その言葉に翔太はハッとして顔を赤くする。「そ、それは…別にそんなこと…!」


しかし、奈々子はさらに追い打ちをかけるように続けた。「だってさ、このメモ帳を見るだけで分かるよ。本当はこういうことしたかったんでしょ?でも一人じゃできなかったから諦めちゃったんだよね。」


翔太は何も言い返せず視線をそらす。その様子を見た奈々子は満足そうに微笑む。そして、不意に彼の頭をポンポンと優しく撫でた。
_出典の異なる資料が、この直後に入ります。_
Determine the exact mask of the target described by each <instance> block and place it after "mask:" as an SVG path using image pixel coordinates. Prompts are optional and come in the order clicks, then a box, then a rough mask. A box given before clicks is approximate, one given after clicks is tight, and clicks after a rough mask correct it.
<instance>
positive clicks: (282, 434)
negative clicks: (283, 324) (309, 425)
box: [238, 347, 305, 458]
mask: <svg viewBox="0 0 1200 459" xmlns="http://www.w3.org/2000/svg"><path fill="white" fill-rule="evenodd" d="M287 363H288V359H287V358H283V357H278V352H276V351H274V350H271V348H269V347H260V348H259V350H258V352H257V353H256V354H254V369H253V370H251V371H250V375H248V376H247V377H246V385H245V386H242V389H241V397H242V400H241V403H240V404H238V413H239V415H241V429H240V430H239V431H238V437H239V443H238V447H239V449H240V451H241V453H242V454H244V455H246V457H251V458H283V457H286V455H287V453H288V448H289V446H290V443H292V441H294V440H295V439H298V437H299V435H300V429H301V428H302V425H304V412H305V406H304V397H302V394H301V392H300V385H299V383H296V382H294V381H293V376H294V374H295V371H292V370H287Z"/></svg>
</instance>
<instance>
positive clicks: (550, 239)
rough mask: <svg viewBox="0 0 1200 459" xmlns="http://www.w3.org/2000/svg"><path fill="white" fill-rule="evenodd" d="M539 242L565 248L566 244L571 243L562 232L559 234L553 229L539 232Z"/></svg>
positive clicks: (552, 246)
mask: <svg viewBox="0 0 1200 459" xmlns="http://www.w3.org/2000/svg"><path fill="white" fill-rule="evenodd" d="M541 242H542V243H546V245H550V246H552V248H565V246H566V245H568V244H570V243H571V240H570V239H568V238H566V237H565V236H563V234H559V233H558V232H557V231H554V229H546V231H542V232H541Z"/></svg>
「大丈夫だよ。これからは私がいるから。一緒なら何でもできるでしょ?」



その甘すぎる言葉に翔太は顔を真っ赤にしながら内心で叫ぶ。


(いやいやいや!こんなの反則だろ!?こんな優しいこと言われたら…俺どうすればいいんだよ!)


頭では冷静になろうとしているものの、その優しさが胸の奥深くまで染み渡っていく。そして、自分自身でも気づかなかった心の奥底が少しずつ動き始めていることに気づいた。



こうして奈々子によって無気力なスタンスが完全にバレてしまった翔太。しかし、その優しさのおかげで彼の心には確かな変化が訪れ始めていた。


(先輩がいるなら…俺も少しずつ変われるかもしれない。)


そう思い始めた翔太。その瞳にはほんの少しだけ、新しい未来への希望が宿り始めていた――。